Rawhide is pretty cheap, as it useless in rendering except for dogs. Lol Regardless of how its "fed" it is largely undigestible, and of no nutrition at all, and does nothing for the teeth because it gets soft when chewed. Rubber bones and even bullies do little to nothing for teeth. It has to be something hard that STAYS hard while chewed to be effective on scraping plaque and tarter from the teeth. The raw bones are far and away the best, but I hate marrow bones because they just lick the marrow out and then get the runs from it. Knucklebones and neck bones are awesome for those back teeth. Both have odd shapes and force the dog to literally scrape their teeth against the crevices and unevenness of the bones. My airedale and standard poodle will naw on them for hours and hours, and most of the time eventually eat them entirely. The place I mentioned has them in different sizes but I,always get the biggest, because that makes them fit their teeth around the bones and actually gnaw. If it fits IN their mouth its too small. Google A Place for Paws and fimd their website. Prices are listed. If you have a butcher around that can get them for you thats great too, just make sure they dont cut them up too much. I just feed the bullies because they are safe and keep them busy for a bit, but they get soft too, so do nothing for plaque and tarter. My poodle will be 6 next week, never needed a dental. Pearly whites, and poodles have terrible teeth.


----------



## kafkabeetle (Dec 4, 2009)

Graco22 said:


> Lol Regardless of how its "fed" it is largely undigestible, and of no nutrition at all, and does nothing for the teeth because it gets soft when chewed. Rubber bones and even bullies do little to nothing for teeth. It has to be something hard that STAYS hard while chewed to be effective on scraping plaque and tarter from the teeth.


Lol, that's why I brush her teeth. And it's not like I'm giving them to her as a meal. It's something fun for her to do.


----------



## Gally (Jan 11, 2012)

Gally gets the best teeth cleaning from his antler I think. They are a little expensive but he's had the same one for a year now and it is probably no less that half the size it started at. 

As for bullysticks, bought in bulk online they can be as cheap as 0.99 cents each for 6 inch sticks or 1.50 for 12 inch sticks. Buying them in stores is ridiculously expensive here, I've seen them for as much as 2-3$ per inch!


----------



## Husky+BC Mom (Jul 13, 2010)

While full out raw may be daunting for some... There's no reason why you can't supplement with a nice bone-in meat such as Chicken necks/backs or turkey necks. That will work the back teeth and the sides.
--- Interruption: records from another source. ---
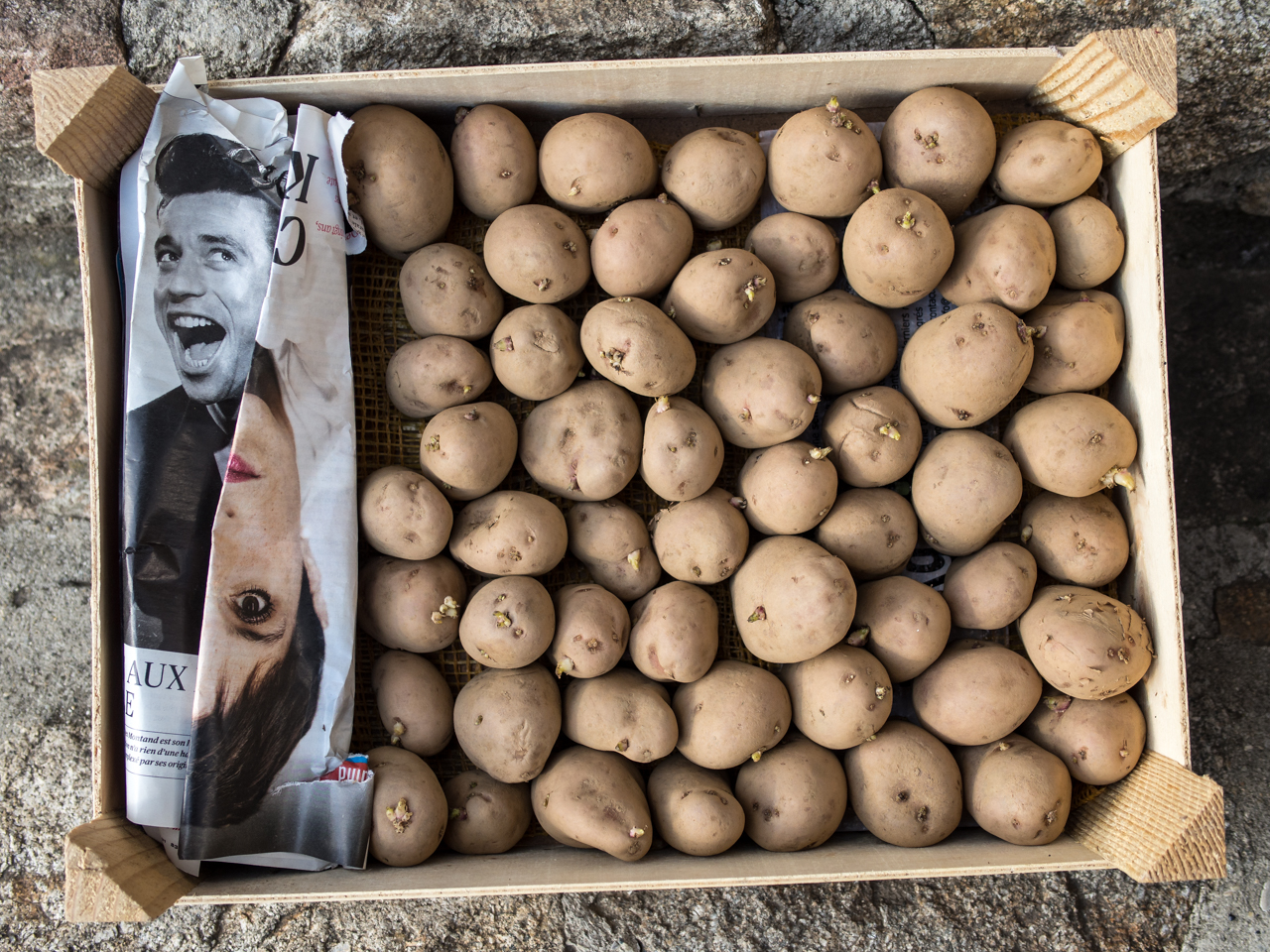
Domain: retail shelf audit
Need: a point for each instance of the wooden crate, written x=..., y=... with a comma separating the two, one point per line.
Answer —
x=1161, y=823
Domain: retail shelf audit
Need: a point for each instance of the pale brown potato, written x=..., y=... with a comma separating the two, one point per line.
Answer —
x=822, y=162
x=788, y=488
x=411, y=604
x=538, y=254
x=964, y=486
x=903, y=622
x=536, y=352
x=399, y=179
x=593, y=162
x=906, y=785
x=445, y=290
x=509, y=534
x=897, y=248
x=590, y=798
x=468, y=449
x=585, y=443
x=1005, y=257
x=495, y=162
x=507, y=721
x=640, y=246
x=975, y=692
x=793, y=599
x=991, y=588
x=701, y=539
x=940, y=141
x=675, y=633
x=1082, y=540
x=1086, y=644
x=1046, y=163
x=761, y=391
x=485, y=815
x=1074, y=444
x=721, y=298
x=716, y=176
x=403, y=515
x=841, y=697
x=1016, y=791
x=794, y=797
x=508, y=622
x=429, y=376
x=874, y=531
x=851, y=341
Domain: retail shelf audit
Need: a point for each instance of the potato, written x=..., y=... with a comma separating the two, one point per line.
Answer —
x=675, y=633
x=408, y=807
x=468, y=449
x=905, y=624
x=640, y=246
x=701, y=539
x=414, y=702
x=716, y=176
x=485, y=815
x=721, y=298
x=508, y=622
x=965, y=367
x=906, y=785
x=611, y=539
x=975, y=692
x=761, y=391
x=1016, y=791
x=636, y=347
x=427, y=376
x=507, y=721
x=802, y=254
x=1046, y=163
x=399, y=179
x=1005, y=257
x=1080, y=341
x=822, y=160
x=964, y=486
x=1082, y=540
x=1086, y=644
x=731, y=715
x=897, y=248
x=585, y=443
x=411, y=604
x=683, y=449
x=621, y=711
x=445, y=290
x=841, y=697
x=1074, y=444
x=536, y=352
x=593, y=162
x=940, y=141
x=592, y=630
x=851, y=341
x=793, y=599
x=495, y=162
x=538, y=254
x=875, y=435
x=874, y=531
x=1098, y=742
x=590, y=798
x=694, y=810
x=794, y=797
x=403, y=515
x=509, y=534
x=991, y=588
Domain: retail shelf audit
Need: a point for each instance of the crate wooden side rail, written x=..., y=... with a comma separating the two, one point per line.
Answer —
x=1161, y=823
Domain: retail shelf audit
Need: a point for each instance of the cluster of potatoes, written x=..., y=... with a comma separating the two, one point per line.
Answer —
x=627, y=666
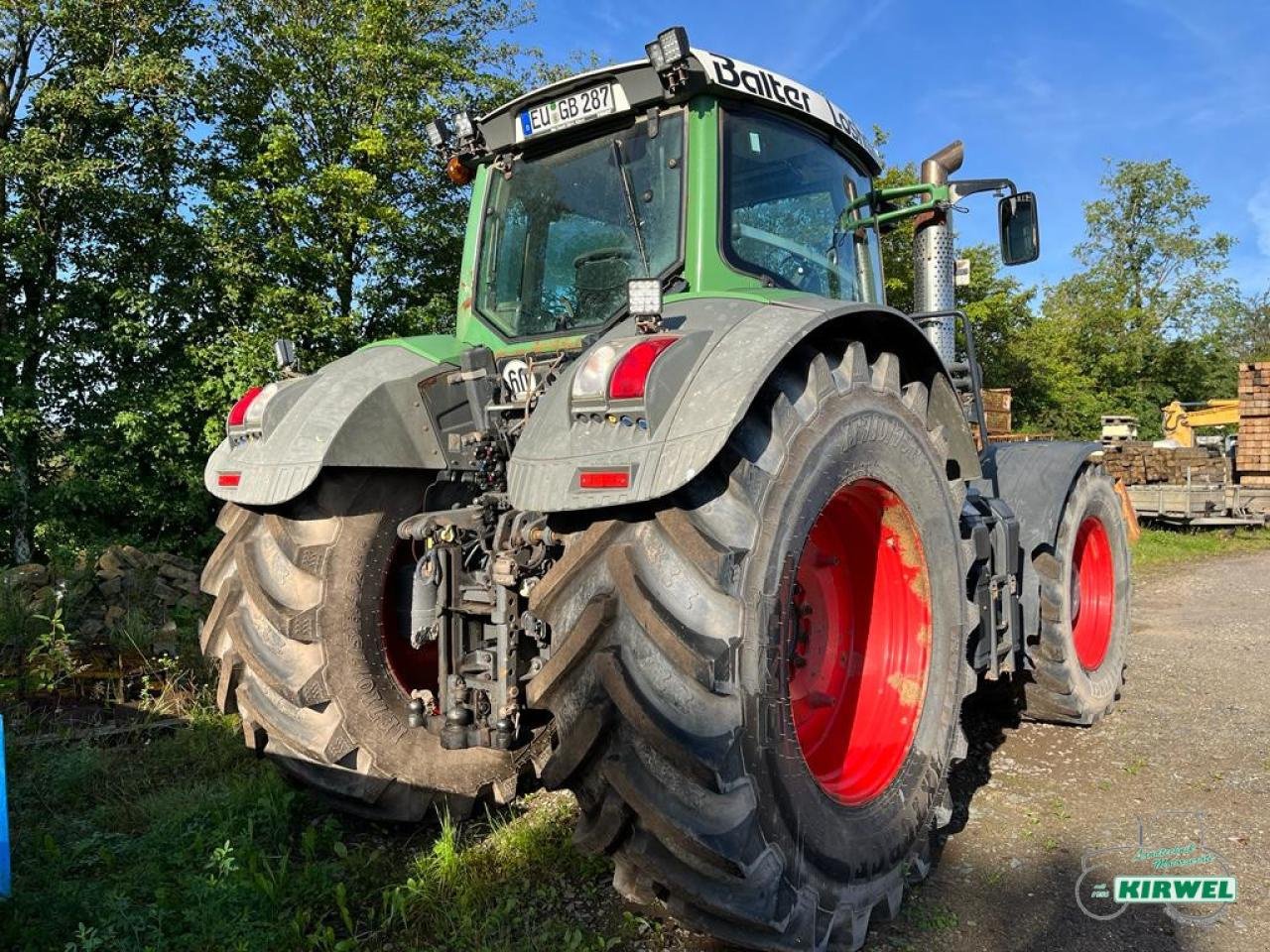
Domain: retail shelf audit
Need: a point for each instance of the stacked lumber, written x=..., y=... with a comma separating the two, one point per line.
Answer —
x=1252, y=458
x=1138, y=463
x=996, y=409
x=150, y=585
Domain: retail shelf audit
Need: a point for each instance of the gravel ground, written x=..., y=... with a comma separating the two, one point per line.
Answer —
x=1192, y=734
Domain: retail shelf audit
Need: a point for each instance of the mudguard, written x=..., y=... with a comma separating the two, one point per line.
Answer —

Before raw I used dental tools on my dogs teeth to pick off tartar. They didn't mind (some dogs probably would though) and I knew what I was doing. 

Petzlife didn't work for us. My dogs hated the taste and I didn't feel comfortable putting that stuff in their mouths every day...


----------



## WestieLove (Jan 29, 2012)

Brushing the teeth daily is the absolute best for dental care. It's not even as much the toothpaste as it is the brushing action. This is most effective and is what I recommend as a member of the veterinary team. 

Tartar Shield dental tabs (water additive) and chews. Greenie dental chews. Medical Medi-chews. ESSENTIAL healthymouth gel or water additive. These have recieved the veterinary oral health council approval and seem to be most effective to control plaque, tartar or both. http://www.vohc.org/accepted_products.htm 

There are dental diets out there by companies like Hills, Medi-cal or Purina Veterinary Diets. I'm not sure how members here feel about prescription diets but I will mention it.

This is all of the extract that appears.